Editor’s Note: This scouting report is based off of Mark Appel‘s 2011 Cape Cod League debut appearance.
Stanford’s Mark Appel is one of the top pitching prospects in the 2012 MLB Draft. He profiles as a ground ball pitcher and should see an increase in swing and miss pitches once he fills out his frame and can snap the slider at a higher speed. He showcases three MLB average pitches, with two above average offerings at this stage. Additional weight and improved secondary offerings could make him the first selection in next year’s draft.
Height: 6′ 6″
Weight: 200 lbs.
Tall, limber, projectable right hander that is currently light in the pants. Roughly 200 lbs. on his 6’6″ frame. Can easily put on 25-30 pounds as he matures and I see a nice power pitcher that can sit at the top of a rotation.
Mark Appel‘s fastball sits easily in the 94-95 mph range and he dialed it up to 97 mph on his debut night. As with most of his arsenal, he commands this pitch rather well, keeping the ball down in the zone constantly.
The fastball was fouled off even in hitters counts when they knew it was coming. Guys had trouble getting square contact and even when hit hard, they were ground balls that would have been eaten up in the professional ranks.
I have seen him dial it up to 98 mph in other encounters and others have seen him hit 99 mph. With additional lower half strength and weight gain, he may sit in the 96 mph range with the four-seam fastball.

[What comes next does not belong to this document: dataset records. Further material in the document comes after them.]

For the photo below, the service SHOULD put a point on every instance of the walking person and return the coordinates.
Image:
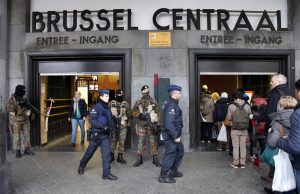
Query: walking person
(239, 113)
(77, 115)
(291, 143)
(147, 112)
(174, 150)
(220, 112)
(102, 125)
(121, 112)
(278, 88)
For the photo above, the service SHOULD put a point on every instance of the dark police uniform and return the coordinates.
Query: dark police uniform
(172, 130)
(101, 122)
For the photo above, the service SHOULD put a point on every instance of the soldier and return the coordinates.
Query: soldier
(121, 112)
(171, 134)
(18, 107)
(102, 125)
(146, 111)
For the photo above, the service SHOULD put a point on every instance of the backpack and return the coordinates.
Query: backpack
(221, 111)
(240, 118)
(261, 104)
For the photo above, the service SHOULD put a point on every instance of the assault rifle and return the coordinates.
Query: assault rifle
(117, 124)
(153, 126)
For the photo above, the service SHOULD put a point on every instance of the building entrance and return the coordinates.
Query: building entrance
(57, 75)
(227, 70)
(57, 92)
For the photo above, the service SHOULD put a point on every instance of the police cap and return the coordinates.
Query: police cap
(119, 92)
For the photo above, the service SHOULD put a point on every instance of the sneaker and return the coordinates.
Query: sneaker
(233, 165)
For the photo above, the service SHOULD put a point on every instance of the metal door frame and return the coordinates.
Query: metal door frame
(287, 67)
(31, 73)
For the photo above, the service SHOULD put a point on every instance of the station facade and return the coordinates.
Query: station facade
(125, 45)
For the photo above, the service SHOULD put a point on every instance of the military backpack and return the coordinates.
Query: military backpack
(240, 118)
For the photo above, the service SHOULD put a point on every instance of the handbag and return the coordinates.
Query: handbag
(88, 134)
(268, 155)
(284, 178)
(223, 134)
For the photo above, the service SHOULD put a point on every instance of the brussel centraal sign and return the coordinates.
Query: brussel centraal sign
(104, 19)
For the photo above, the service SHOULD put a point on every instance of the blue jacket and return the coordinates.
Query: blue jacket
(291, 145)
(172, 120)
(101, 116)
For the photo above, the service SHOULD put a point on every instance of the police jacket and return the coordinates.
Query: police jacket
(82, 109)
(101, 117)
(172, 120)
(274, 96)
(291, 144)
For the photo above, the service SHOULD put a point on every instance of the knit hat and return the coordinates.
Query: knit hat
(103, 91)
(174, 88)
(215, 96)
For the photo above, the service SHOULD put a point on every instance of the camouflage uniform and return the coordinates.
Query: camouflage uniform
(122, 111)
(146, 105)
(19, 122)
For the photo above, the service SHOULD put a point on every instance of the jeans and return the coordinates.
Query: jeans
(206, 131)
(104, 142)
(173, 156)
(239, 146)
(75, 123)
(297, 177)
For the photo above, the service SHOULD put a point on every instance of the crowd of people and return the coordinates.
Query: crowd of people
(273, 123)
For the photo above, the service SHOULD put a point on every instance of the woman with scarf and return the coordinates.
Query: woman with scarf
(77, 115)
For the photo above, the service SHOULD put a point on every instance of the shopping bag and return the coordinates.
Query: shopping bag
(284, 178)
(268, 155)
(223, 134)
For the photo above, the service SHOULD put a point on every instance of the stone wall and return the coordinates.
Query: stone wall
(5, 171)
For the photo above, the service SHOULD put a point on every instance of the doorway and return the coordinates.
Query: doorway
(69, 70)
(57, 92)
(229, 69)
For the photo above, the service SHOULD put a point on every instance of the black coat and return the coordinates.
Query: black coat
(274, 96)
(221, 108)
(172, 120)
(273, 99)
(82, 108)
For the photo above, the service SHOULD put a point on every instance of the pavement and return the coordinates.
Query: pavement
(205, 171)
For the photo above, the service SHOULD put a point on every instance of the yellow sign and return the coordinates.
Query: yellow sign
(159, 39)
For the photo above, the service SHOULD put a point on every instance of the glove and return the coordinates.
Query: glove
(142, 117)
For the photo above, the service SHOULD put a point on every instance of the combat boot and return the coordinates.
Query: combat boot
(110, 177)
(139, 161)
(81, 169)
(121, 159)
(175, 173)
(112, 157)
(28, 152)
(155, 161)
(18, 154)
(166, 179)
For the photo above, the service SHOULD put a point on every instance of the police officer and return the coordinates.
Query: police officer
(146, 111)
(18, 107)
(101, 122)
(171, 134)
(121, 112)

This pitch has real good tempo and action off of the fastball, making him effective in keeping hitters off-balance. The fade is even heightened from the arm slot and most likely will be his bread and butter offering outside the fastball as a professional.
Mark Appel‘s slider sat 81-82 mph, but was surprisingly tight. He works it out of the zone and away from contact, likely because of the offering’s speed. I have never seen him throw this inside on the right handed hitters and he hardly threw it against the left handed batters.
I think this pitch has solid room for improvement. Seeing the tight action, maturation could make this pitch sit better off the four-seam and enhance his arsenal.
This pitch was not utilized in his Cape Cod debut and it is a slight cross between two seam fastball and cutter. It sits in the 88-90 mph range mostly, but I have seen it ride up to 93 mph.
It’s a heavy ball with nice late lateral movement and he has plus command of the pitch. The ball sits well in the zone and is very tough for hitters to square up on.
This pitch could use some improvement with better rotation, but it is improving and an encouraging sign. Seeing the impressive circle change, it is wise to establish this pitch more often over a diet heavy in four-seam fastballs.
Mark Appel is a downhill thrower with nice easy action coming out from a lower 3/4 slot. He places no additional pressure on the elbow or shoulder at this stage, as everything falls in a correct path.
The lower half push could improve with the help of lower leg development in order to help sustain the foundation to late longer, arm speed in relation to the delivery. He has excellent stride length that enhances his pitches by cutting 6-7 feet before releasing the pitch.
He has a solid, full extension to go along with an effective follow through; these together help keep the ball down in the zone. His size allows for a very high release point that generates a nice downward plane action on all his pitches.
Mark Appel‘s command is the reason I rate him so high on the board. For such a large man on the mound, he remains on top of the ball well.
He constantly attacks down in the zone and to both sides of the plate with the fastball and change up, hitting the black at will. He maintains a clear understanding of his current ablity and locates pitches in and out of the zone. He can always improve his control of the slider, but he tends to cut off the plate mainly due to the speed of the offering.